Monday, 19 March 2012

Decisions, decisions

I'm about to enter a weekend chess tournament, the Bournemouth Chess Congress. Now, chess tournaments usually have at least three levels of entry, so you don't end up playing and (most likely) losing miserably to people who are far better at the game than you are. For tournaments in England it's all done based on your English Chess Federation grade. My grade is currently 118, which means for the Bournemouth Congress I can enter the lower level of the competition. But do I want to...?
In my last tournament I deliberately played in the middle section, hoping to pit my wits against really strong players and maybe learn a bit from them. They say that's how you improve at any game or sport; find the strongest opponents you can and try to learn from how they play (i.e. how they thrash you!) as long as your ego can withstand the inevitable battering. I did take a bit of punishment but I really felt that playing tough opponents sharpened my game up, and I'm tempted to do the same again in Bournemouth.

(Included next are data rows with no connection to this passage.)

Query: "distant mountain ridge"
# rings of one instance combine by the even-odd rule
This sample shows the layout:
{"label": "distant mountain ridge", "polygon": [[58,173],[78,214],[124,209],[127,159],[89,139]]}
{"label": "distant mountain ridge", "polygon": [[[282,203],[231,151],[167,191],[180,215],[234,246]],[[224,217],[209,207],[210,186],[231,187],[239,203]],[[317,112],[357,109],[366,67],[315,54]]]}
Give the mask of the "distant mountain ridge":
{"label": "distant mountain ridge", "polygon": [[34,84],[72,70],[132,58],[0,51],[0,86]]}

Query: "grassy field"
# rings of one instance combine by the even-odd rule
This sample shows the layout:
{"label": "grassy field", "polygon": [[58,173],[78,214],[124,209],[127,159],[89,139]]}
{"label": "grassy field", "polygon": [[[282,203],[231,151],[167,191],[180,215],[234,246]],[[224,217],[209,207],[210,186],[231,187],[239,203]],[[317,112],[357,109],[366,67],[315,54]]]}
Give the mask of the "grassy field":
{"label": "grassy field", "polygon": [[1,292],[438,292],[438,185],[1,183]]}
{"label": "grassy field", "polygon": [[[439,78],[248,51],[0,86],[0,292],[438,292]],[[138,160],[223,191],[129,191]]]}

What's giving me pause for thought is that the lower level in the Bournemouth Congress is for people whose grade is below 125, meaning that I'd be one of the favourites. I've never won a chess tournament (although I've had a handful of second and third places) so I'm tempted to give this one a go and enter the lower tier of the competition. There's no way I'll finish anywhere near the top of the intermediate competition; an even score would be fantastic.

So do I man up and put in my entry form for the intermediate tournament or do I go for glory in the lower level? Place your bets now! Or give me advice in the comments, as you wish...

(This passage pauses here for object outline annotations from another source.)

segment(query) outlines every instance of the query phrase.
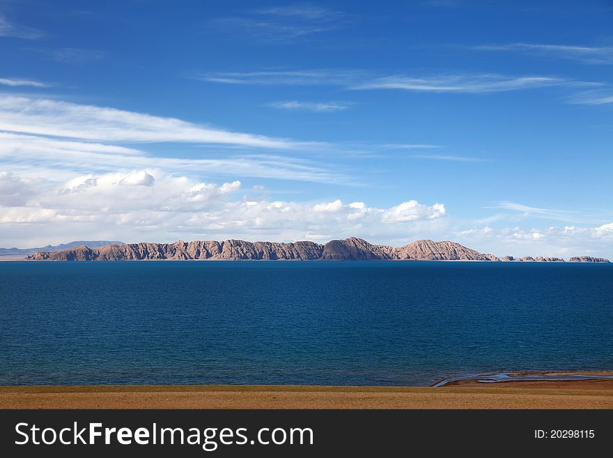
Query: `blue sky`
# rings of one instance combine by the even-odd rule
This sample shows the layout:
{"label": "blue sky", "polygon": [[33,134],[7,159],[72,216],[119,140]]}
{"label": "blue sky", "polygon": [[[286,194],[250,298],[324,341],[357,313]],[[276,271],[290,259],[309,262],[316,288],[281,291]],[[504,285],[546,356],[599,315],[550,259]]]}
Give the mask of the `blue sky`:
{"label": "blue sky", "polygon": [[0,0],[0,245],[613,257],[610,1]]}

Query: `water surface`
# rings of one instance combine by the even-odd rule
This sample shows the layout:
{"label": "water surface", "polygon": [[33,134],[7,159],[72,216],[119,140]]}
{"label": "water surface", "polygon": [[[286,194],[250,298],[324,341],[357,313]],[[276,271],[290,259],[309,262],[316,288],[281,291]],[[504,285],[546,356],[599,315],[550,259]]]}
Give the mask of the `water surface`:
{"label": "water surface", "polygon": [[613,369],[613,265],[0,263],[0,384]]}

  1. He who sit on cushion never move... He who sit on stone always look for something more...

  2. I'd go for the 125 section. You'll be playing against players around your level, and if you win your first couple of games you'll be pitted against the best in the section with the pressure on (if you don't win those first games, it would definitely be optimistic to be in the higher section). If you enter the higher section (under 155 is a big leap), you could expect to lose a couple of games before possibly getting a fair match with only pride at stake.

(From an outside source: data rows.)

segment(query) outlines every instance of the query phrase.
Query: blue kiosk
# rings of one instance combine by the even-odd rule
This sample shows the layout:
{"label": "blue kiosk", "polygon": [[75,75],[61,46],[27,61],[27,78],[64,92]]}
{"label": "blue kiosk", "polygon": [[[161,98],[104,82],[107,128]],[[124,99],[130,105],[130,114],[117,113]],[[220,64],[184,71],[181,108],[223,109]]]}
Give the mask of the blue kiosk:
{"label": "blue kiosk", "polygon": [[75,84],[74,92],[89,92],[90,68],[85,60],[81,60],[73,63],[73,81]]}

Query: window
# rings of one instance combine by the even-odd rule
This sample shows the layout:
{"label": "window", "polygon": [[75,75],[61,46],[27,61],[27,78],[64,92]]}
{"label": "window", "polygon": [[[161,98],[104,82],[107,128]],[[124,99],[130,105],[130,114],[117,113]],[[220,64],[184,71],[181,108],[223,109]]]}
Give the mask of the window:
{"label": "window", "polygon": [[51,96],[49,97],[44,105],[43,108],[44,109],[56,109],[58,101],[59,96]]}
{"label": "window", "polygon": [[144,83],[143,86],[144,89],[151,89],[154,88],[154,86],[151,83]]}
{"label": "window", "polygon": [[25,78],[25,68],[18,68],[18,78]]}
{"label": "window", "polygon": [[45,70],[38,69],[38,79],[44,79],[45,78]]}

    Personally, I generally used to find that I'd learn more from a close, evenly-matched game (especially under pressure) than being totally outclassed, but your experience may be different.

    Best of luck.

  3. You can do the masochistic thing any time. Nothing manly or character building about taking the tough route for no real reason. There's ample opportunity in life to get your keister handed to you on a platter, and not so many for the triumphs. So I'd advise going for glory on this one.

    Besides, there's more than one way to learn. The only reason people talk about how much they learn when they go through a rough patch is because they don't want to admit they went through that rough patch in vain, so they say, "I learned so much" overlooking one or more things such as; 1) what they learned wasn't anything they couldn't have learned an easier way, 2) they didn't learn nearly as much as the suffering entailed (poor returns on the investment), 3) they didn't learn anything or 4) they learned all the wrong lessons thus setting themselves up for future rough patches.

    Attempt to tell them that and they get right defensive. Get them to tell you what they learned and they can't articulate it, and become more defensive. :-) One thing I learned from rough patches, such as having friends get defensive and annoyed with me, is that I'm really good at unintentionally provoking people. "You just bring out the worst in me", they say. When I point out that the "worst" is really a reflection of their true self and what most people see on a day to day basis is the polite façade they project, they get very defensive. You'd think they'd be happy I'd pointed out that they've been fooling themselves into thinking the worse was not their normal self and the façade was the true self--can't improve if you don't know you're a twit--but quite surprisingly you'd think quite wrong. ;-))))

  4. Thank you all! My last 14 games have now been against people with a higher grade than mine so I'm tempted to go for the lower level. I should still get a few games against people around my grade, especially if I start with a win or two.